Kurumsallaşma deyince iş dönüyor dolaşıyor ‘işlerin’ (bu ne demek bakacağız) ‘yürütülmelerinin’ (bu ne demek ona da bakacağız) yöneticilerin keyfinden alınıp standart prosedürlere bağlanmasına geliyor. Bu işin yürütülmesinin yazılı dokümanlarla anlatılması demektir. Bunu yapmak için uzmanlar!! işi parçalarına ayırır her parçada kim ne yapacak, nasıl yapacak kime soracak, kime sormayacak yazarlar. Hani Bol Kepçe Lokantasında patlıcan musakka yapılacak kararını şef Mahir Tatlıcı verir, satın almacı Ahmet Yutar gereken patlıcanı, Mehmet Yer kıymayı, Ali Köşe ise soğan, domates ve biberleri alır. Patlıcan sert ve koyu renkli, kıyma dana koyun yüzde 50- yüzde 50 karışık olmalı falan diye yönetmelik gibi yazarlar. Sonra bunları yönetim ile tartışır “Kabul mü?” diye sorarlar, tamamsa bir el kitabı olur, bunun adına da kurumsallaşma denir. Tatlıcı musakka yapılacak kararını nasıl vereceğini bilir, satın almacı Yer, Yutar ve Köşe çarşıya çıkar malları getirirler vesaire. Bu kurumsallaşma gayreti abasının altında önemli sopalar gizlidir.

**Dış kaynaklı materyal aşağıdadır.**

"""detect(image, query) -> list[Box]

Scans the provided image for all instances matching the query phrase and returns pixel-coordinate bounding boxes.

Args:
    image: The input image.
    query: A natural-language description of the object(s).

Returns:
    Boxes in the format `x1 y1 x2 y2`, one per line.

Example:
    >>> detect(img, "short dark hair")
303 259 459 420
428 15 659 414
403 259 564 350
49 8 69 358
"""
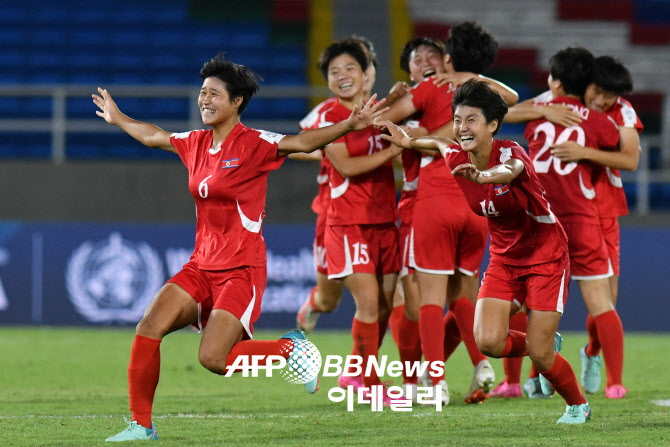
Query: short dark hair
343 34 379 70
400 37 445 73
200 52 260 115
316 39 370 80
451 79 507 135
444 21 498 74
591 56 633 96
549 46 595 98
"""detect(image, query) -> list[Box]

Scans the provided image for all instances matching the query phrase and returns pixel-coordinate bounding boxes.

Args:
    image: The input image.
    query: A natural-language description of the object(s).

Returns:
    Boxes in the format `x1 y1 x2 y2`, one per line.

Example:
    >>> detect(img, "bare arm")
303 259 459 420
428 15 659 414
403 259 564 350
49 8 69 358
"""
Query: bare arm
381 121 455 156
92 87 177 153
288 150 323 161
479 75 519 106
551 127 640 171
451 158 524 185
278 95 386 156
503 99 582 127
326 143 402 178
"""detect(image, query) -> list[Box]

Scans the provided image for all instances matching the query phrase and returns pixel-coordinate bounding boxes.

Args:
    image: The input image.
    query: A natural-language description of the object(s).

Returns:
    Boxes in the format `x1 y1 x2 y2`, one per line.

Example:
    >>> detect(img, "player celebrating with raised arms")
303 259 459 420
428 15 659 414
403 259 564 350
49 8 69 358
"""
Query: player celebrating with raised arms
93 53 388 441
382 80 591 424
318 39 402 403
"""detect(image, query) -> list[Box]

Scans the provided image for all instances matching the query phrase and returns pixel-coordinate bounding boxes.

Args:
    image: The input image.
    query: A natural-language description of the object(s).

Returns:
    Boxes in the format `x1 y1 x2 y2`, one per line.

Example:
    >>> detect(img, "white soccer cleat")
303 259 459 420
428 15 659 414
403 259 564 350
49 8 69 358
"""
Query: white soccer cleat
435 379 449 407
465 360 496 404
402 383 419 404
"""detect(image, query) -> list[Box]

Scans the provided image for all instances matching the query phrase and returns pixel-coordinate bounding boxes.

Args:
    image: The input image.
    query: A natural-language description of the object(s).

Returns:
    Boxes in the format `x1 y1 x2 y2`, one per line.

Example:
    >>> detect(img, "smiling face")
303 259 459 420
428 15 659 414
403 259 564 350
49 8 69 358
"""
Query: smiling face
584 84 619 112
198 76 242 127
454 105 498 152
409 45 444 82
328 53 363 100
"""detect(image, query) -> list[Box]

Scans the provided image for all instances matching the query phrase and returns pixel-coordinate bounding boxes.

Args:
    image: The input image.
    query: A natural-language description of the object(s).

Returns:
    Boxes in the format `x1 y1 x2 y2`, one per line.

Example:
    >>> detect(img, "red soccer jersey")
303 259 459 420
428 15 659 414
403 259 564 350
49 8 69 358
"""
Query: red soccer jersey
300 98 337 214
170 124 284 270
398 149 421 225
445 140 568 265
410 78 462 198
524 96 619 224
319 102 396 225
595 97 644 218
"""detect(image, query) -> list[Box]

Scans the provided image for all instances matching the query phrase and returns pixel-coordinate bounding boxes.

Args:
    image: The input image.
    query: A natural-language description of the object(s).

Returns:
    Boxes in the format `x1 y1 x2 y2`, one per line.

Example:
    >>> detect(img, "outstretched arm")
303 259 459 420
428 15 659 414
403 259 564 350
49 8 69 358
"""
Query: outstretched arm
92 87 177 153
381 121 456 157
278 94 386 156
551 127 640 171
326 143 402 178
503 99 582 127
451 158 524 185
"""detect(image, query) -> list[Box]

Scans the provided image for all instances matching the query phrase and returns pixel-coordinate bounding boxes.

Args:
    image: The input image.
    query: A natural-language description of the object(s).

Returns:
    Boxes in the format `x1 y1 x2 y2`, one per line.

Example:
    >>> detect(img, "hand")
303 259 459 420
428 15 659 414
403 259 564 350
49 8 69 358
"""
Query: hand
389 82 410 97
451 163 481 184
347 93 389 130
543 104 582 127
431 71 477 93
91 87 121 124
381 121 411 149
551 141 585 162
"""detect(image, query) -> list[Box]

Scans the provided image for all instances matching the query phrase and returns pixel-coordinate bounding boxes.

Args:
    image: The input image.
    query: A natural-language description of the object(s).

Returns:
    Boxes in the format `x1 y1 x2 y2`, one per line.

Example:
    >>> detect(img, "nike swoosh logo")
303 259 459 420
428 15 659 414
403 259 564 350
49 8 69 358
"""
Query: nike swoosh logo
316 175 328 185
579 171 596 200
235 199 263 233
605 167 623 188
330 178 349 199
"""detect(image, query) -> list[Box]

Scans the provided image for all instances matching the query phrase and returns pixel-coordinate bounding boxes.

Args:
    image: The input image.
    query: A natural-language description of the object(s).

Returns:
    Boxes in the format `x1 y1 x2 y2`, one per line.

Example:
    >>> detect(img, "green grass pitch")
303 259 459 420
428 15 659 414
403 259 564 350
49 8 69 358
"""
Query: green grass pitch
0 328 670 447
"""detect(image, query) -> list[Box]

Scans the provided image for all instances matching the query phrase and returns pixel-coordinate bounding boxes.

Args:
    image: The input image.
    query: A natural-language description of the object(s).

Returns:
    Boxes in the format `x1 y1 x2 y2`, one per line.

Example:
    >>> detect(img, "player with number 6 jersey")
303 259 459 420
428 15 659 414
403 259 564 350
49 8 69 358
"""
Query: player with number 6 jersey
92 53 388 442
384 79 591 424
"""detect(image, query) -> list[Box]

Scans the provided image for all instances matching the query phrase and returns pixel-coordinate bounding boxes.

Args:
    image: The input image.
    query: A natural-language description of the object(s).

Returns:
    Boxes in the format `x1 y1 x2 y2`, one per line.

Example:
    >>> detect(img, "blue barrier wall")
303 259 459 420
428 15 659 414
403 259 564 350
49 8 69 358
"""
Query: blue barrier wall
0 223 670 331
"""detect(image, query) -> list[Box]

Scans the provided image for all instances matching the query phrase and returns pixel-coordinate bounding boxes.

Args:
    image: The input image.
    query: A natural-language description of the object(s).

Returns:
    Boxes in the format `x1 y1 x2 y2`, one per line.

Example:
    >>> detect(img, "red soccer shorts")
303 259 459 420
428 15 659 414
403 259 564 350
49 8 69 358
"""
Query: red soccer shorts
600 217 621 276
312 213 328 275
326 223 400 279
563 222 612 280
398 222 414 278
477 252 570 314
168 261 267 339
410 196 488 276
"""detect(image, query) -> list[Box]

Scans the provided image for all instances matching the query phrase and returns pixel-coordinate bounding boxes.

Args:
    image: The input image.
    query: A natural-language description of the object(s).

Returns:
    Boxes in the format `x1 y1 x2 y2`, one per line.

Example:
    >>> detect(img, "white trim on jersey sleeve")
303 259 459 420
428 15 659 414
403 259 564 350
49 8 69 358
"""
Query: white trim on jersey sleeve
556 269 566 315
255 129 286 144
605 166 623 188
619 103 637 129
531 90 554 104
328 234 354 279
170 130 195 140
500 147 512 163
240 286 256 340
419 155 435 168
579 171 596 200
235 199 263 233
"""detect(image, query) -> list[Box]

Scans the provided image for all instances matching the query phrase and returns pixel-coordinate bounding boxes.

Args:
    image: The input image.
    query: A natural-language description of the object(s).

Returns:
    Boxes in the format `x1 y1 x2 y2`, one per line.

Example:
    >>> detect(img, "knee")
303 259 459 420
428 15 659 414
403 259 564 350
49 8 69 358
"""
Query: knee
198 349 226 374
526 340 555 372
474 331 505 358
135 313 170 339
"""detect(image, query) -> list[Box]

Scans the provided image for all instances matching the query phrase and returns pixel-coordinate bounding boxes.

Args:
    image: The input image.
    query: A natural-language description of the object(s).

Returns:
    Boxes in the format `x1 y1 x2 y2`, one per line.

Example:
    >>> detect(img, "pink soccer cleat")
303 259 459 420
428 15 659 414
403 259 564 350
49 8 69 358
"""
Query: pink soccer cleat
489 380 523 399
605 385 628 399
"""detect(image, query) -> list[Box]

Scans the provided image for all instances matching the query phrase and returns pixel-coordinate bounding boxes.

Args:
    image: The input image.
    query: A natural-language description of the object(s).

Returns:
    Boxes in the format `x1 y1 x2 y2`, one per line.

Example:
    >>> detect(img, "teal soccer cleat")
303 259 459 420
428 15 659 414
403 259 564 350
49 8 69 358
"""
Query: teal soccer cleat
281 329 321 394
106 417 158 442
579 346 602 394
540 332 563 396
556 402 591 424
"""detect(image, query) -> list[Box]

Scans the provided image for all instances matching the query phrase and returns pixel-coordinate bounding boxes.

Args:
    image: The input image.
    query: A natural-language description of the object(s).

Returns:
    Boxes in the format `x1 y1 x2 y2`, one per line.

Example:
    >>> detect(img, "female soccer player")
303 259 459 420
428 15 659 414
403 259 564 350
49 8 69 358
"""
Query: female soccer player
290 34 379 334
93 54 388 441
318 40 402 400
382 80 591 424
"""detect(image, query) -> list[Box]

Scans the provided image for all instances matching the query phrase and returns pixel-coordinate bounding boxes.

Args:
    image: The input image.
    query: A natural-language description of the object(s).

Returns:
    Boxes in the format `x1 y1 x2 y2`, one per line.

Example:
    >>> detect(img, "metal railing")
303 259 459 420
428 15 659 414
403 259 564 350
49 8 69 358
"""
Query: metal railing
0 85 670 215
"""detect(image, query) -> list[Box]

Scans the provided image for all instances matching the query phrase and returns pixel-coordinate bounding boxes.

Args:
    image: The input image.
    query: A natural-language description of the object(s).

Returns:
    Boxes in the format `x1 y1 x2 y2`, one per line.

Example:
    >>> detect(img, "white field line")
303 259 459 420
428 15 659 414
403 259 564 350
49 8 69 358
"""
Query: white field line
0 409 668 420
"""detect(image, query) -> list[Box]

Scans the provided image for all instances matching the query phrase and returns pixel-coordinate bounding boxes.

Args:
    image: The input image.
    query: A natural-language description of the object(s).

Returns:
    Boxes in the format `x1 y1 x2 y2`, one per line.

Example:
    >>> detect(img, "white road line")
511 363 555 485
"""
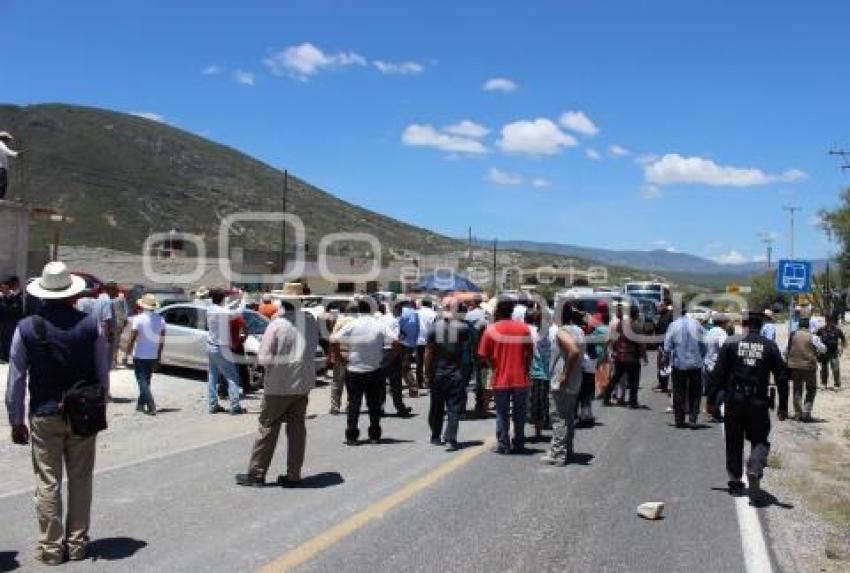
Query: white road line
0 430 257 501
722 418 773 573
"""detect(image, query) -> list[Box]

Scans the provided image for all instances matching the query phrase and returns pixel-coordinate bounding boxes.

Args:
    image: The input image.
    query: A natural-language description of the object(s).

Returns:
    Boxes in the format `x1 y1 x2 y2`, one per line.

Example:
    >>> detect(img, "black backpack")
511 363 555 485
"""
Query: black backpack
820 327 839 356
32 315 107 438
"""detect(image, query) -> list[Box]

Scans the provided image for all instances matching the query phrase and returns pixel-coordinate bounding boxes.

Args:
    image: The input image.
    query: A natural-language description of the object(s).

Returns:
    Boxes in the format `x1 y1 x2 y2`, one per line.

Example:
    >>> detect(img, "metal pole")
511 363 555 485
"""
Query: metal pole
280 169 289 274
493 239 499 296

İşlerin yürütülmelerinin yönetmeliklere bağlanması bir anlamda “Bu iş böyle yapılır” demektir. Yani Bol Kepçe Lokantası patlıcan musakka yapımı işinin yürütülmesinin en iyi yolunu bulmuş varsayılır. Aslında bunun bir garantisi yoktur. Hemen her zaman bu gayretler hani işin yürütülmesinin keyfinden alınması istenen yönetici var ya! işte onun keyfinin kayda geçirilmesidir. Bu el kitabının birinci fasikülünde yanlış işi lanse etmek olur. Bu aba altındaki küçük sopa.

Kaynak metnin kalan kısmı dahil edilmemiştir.